I have made the following small example

#include <iostream>
#include <chrono>
#include <Eigen/Dense>
#include <omp.h>
#include <boost/numeric/odeint.hpp>
#include <boost/numeric/odeint/external/openmp/openmp.hpp>
#include <boost/numeric/odeint/external/eigen/eigen.hpp>

using namespace boost::numeric::odeint;

class System {
private:
    Eigen::VectorXd _input_data;
public:
    System( Eigen::VectorXd &input_data ) { _input_data = input_data; };
    void operator() ( const Eigen::VectorXd &x , Eigen::VectorXd &dxdt , const double t ) {
        double _sum = 0.;
        #pragma omp parallel for reduction(+:_sum)
        for(int k = 0; k < _input_data.size(); ++k) {
            _sum += _input_data(k);
        };
        dxdt(0) = _sum;
    };
};

int main() {
    omp_set_num_threads(1);
    Eigen::VectorXd input_data = Eigen::VectorXd::Zero(100);
    System ode(input_data);
    runge_kutta_dopri5<Eigen::VectorXd> rk5_stepper;
    Eigen::VectorXd x = Eigen::VectorXd::Zero(1);
    auto start = std::chrono::high_resolution_clock::now();
    size_t steps = integrate_const(rk5_stepper, ode, x, 0., 1., 0.01);
    auto stop = std::chrono::high_resolution_clock::now();
    auto duration = std::chrono::duration_cast<std::chrono::microseconds>(stop - start);
    std::cout << "Execution time: " << duration.count() / 1000000. << " sec" << std::endl;
    return 0;
}

with the CMakeLists.txt file

cmake_minimum_required(VERSION 3.13)

set(CMAKE_C_COMPILER /usr/local/bin/gcc-9)
set(CMAKE_CXX_COMPILER /usr/local/bin/g++-9)

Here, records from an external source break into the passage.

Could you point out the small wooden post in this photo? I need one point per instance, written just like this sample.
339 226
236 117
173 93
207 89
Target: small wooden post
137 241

project(ODEINT_OPENMP_TEST)

set(CMAKE_CXX_STANDARD 14)

include_directories("/usr/local/include")

find_package(OpenMP REQUIRED)

add_executable(ODEINT_OPENMP_TEST main.cpp)

target_link_libraries(ODEINT_OPENMP_TEST PRIVATE OpenMP::OpenMP_CXX)

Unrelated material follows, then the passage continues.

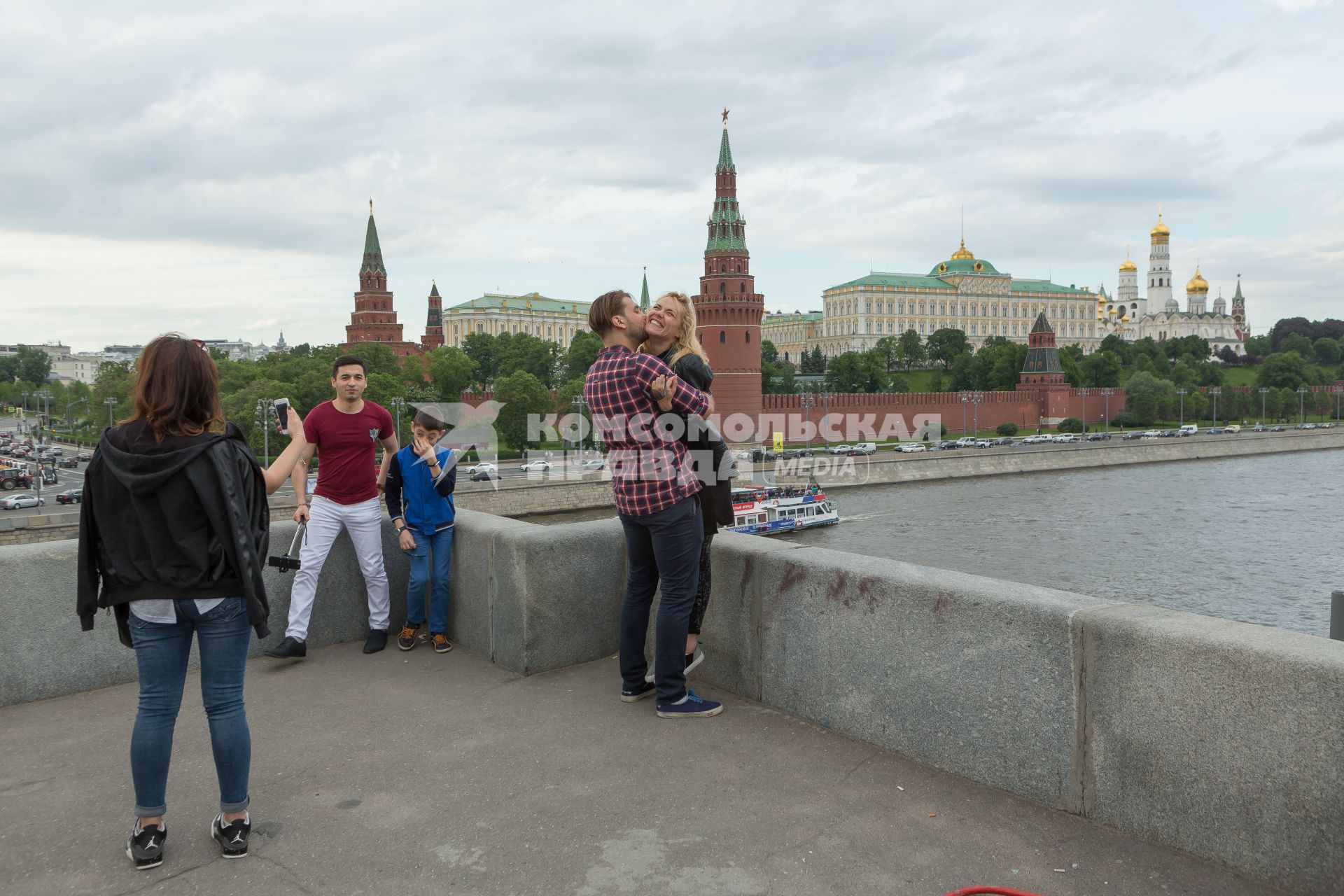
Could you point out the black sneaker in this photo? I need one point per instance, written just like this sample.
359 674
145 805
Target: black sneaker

when I try to use more threads via omp_set_num_threads(N), the program consistently slows down compared to using only a single thread omp_set_num_threads(1). The program becomes approximately x3 slower (on my machine) choosing N=2.

Intuitively, the right-hand-side function should run faster in parallel? Am I doing something wrong?


Solution

  • First of all, your loop is too small to benefit from using multiple threads on this specific example (about 3.5 ms on my machine in sequential, 1.8 ms using 6 threads on 6 cores).

    Additionally, your benchmark is too short and you probably measure unexpected effects (caching, page faults, processor frequency scaling issues, etc.). Consider putting this in a loop to mitigate most effects (if this make sense in real-world conditions).

    Moreover, some OpenMP runtimes create threads when parallel section are executed. This operation is quite slow. Since the directive #pragma omp parallel is included in the timing, you could also measure thread creation.

    Here are the results on my 6-cores machine with a size 1000 times bigger:

    1 thread:  2.330 sec
    2 threads: 1.212 sec
    3 threads: 0.813 sec
    4 threads: 0.649 sec
    5 threads: 0.532 sec
    6 threads: 0.459 sec
    

    The speed-up is 5.1 with 6 threads, which is good.

    Please note that you may get a worse scaling since your loop seems memory bound (the memory throughput does not scale with the number of cores used).